Dr. R. L. Beall of Lenior, who made a study of that day’s events, said the cannonading started at first daylight. The dismounted cavalry quickly seized effective control of the bridge and the men, crossing on the stringers, replaced the boards. This permitted the main body to enter the forest between the creek and Salisbury both dry and quickly.
Beall said the fighting and the cannon fire at the creak lasted until 8 a.m., about two hours. Units crossing the creek elsewhere flanked the batteries and they were abandoned.
This was the principal action involved in the Battle of Grants Creek, and it resulted in some casualties. The number of federals killed and wounded is not known nor is it known how many defenders were casualties. Beall said the federal dead were buried on the battlefield.
While shot and other evidence of the battle have been found along the creek, no gravesites have turned up. It was during this action that the poor quality of the “galvanized Irish” as converted Johnny Rebs were observed.
It was noted by one Union witness: “As they were charged by our men their cannon was fired over the heads of the charging party, who, as they came nearer, were greeted with cheers for the old flag.”
Guards joined defense
Many of the defenders, described by Brown as “regular” troops, were further described by another as actually guards from the abandoned prison. These were generally too old or too young for Confederate service and in most cases either untrained for combat or unwilling to risk their skins at a time when everyone knew the war was about to end.

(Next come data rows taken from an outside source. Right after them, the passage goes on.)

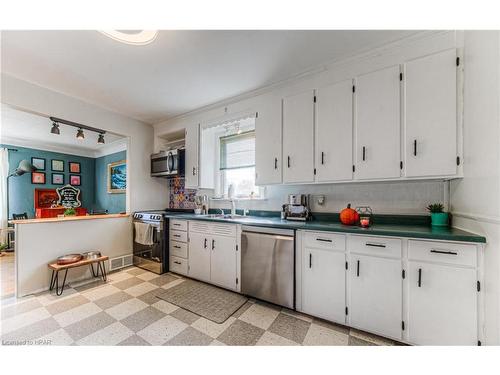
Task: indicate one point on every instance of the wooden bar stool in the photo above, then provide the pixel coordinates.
(54, 280)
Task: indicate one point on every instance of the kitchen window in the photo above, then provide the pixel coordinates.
(237, 164)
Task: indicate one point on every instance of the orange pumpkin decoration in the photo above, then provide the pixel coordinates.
(348, 216)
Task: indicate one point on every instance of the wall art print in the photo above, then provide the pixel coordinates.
(180, 197)
(117, 177)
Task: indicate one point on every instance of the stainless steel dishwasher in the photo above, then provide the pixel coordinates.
(268, 264)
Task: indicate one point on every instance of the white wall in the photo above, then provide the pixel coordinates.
(475, 199)
(144, 192)
(37, 244)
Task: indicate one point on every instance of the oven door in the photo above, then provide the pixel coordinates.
(151, 257)
(159, 166)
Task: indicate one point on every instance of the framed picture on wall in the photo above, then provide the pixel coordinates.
(117, 177)
(74, 167)
(57, 165)
(57, 179)
(38, 178)
(75, 180)
(38, 163)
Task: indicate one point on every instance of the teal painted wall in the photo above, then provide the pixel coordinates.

One young boy later recalled that, attracted by the action, he had watched the defenders flee into the woods. But apparently there were only a few points of minor resistance involving individual or small groups.
An exchange of gunfire in the yard of the Shober home near the railroad bridge on Ellis Street was recalled. Another noted a brief exchange of fire at the site of future Livingstone College.
These skirmishes would have involved Union troops crossing Grants Creek on the old Mocksville Road and on the old Wilkesboro Road near Macay’s millpond.
John I. Shaver, who was a boy living on East Innes Street at the time, later told J. Allan Dunn, Salisbury historian and lawyer, about the fighting at the Wilkesboro road site and at the old M.L. Jackson homeplace.
Shaver also told Dunn that a Confederate officer, Frank McNeely of Salisbury, engaged two Yankee officers in a running duel at East Innes.
He killed them both, Shaver said, the last one at Arlington Street.
The official records note that 1,346 defenders were captured and imprisoned.
These included the gentle Dr. Jethro Rumple, pastor of the First Presbyterian Church, who was soon freed. It did not included the firebrand editor of The Carolina Watchman, J.J. Bruner.
He had, in his own words, “lit out” after the town was captured and hid out at Herrington Heights, the hills that overlooks I-85 off East Innes. The rush of events was too swift by permit formal surrender of the town.
A young boy, William Nicol Wood, later reminisced that the mayor of Salisbury tried to approach the raiders with a flag of truce. A trooper promptly cut it down.
The battle of Grants Creek was over by 9 a.m., and the occupation of Salisbury was complete only a few hours later.